Robert F. Kennedy Jr. wants to ban fracking

Photo: Daniel Schwen, Wikimedia Commons (CC 4.0)

Robert F. Kennedy (RFK) Jr. has become popular in some conservative circles due to his criticism of the nation’s response to the COVID-19 pandemic, but his views on energy policy are further to the left than Joe Biden’s.

On Friday, September 15, 2023, RFK Jr. wrote an editorial in The Hill outlining his 10-point plan to fix the “plastics pollution crisis.” Kennedy’s summary of this plan on Twitter shows he supports a ban on hydraulic fracturing, which is the technology that made the United States the world’s largest producer of oil and natural gas.

There are a few things to unpack here. One, banning hydraulic fracturing would be so devastating to our energy security that even Joe Biden hasn’t attempted to prohibit it, and two, there is no plastics pollution crisis in the United States.

Banning fracking is the worst possible idea

Hydraulic fracturing has been the most transformative energy technology of the 21st century, and banning it would be the worst energy policy imaginable because it would cause oil and natural gas prices to skyrocket.

For decades, American natural gas production was falling or stagnant. However, that began to change in 2005. By 2022, U.S. natural gas drillers had nearly doubled total natural gas production in just 17 years.

This increase in supply caused natural gas prices to plummet, reducing the cost of home heating and making it possible to use natural gas for electricity generation. Now, natural gas is the largest source of electricity generation in the United States, accounting for 40 percent of generation. Banning fracking would cause electricity prices to skyrocket.
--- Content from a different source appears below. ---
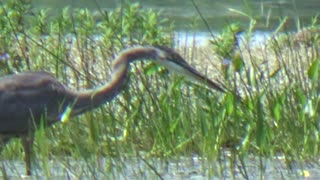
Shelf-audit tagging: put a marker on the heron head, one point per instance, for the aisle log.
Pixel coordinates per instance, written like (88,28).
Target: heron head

It is the same story for oil because hydraulic fracturing more than doubled domestic oil production as fracking turned Texas, New Mexico, and North Dakota into major oil producers. Fracking is now responsible for 66 percent of the nation’s oil production.

All of the growth in U.S. oil production is due to hydraulic fracturing because conventional oil production has been steadily declining. Without fracking, oil prices would skyrocket to over $200 per barrel, and gasoline would cost $9 per gallon.

Kennedy’s plan to ban fracking would devastate hard-working Americans with high energy costs and destroy 100,000 high-paying jobs in the oil and gas extraction sector. If you want to read more about the devastating impacts of a fracking ban, you can read our seven-part series here.

Plastic pollution is not a crisis in the United States

Kennedy is proposing to ban hydraulic fracturing and force energy prices to skyrocket to address a problem that doesn’t even exist in the U.S.

Data from a 2021 study show that just 0.25 percent of ocean plastics enter the ocean from the U.S. The study demonstrates that the vast majority of ocean plastics come from developing countries in Asia, South America, and Africa, with these continents accounting for 94.5 percent of plastic in the oceans.

People in high-income countries use more plastics than people living in low-income countries, but high-income nations can afford better management of this plastic in the form of landfills and recycling centers. These are luxuries that low-income nations cannot afford, so the plastic ends up being dumped into rivers and carried out to sea.

Some of the plastic that ends up in the oceans in Asia is shipped there from the United States and Europe for recycling. However, a recent study found that much of the European plastic shipped to Asia for recycling ends up in landfills or the ocean.

Kenney’s views on energy and the environment are shockingly divorced from reality. His plan to ban fracking to reduce plastic pollution would cause enormous pain for almost zero gain because only 0.25 percent of all the plastic in the oceans comes from the United States. We would be far better off paying people to pick up litter to reduce plastic in our waterways than banning plastic feedstocks.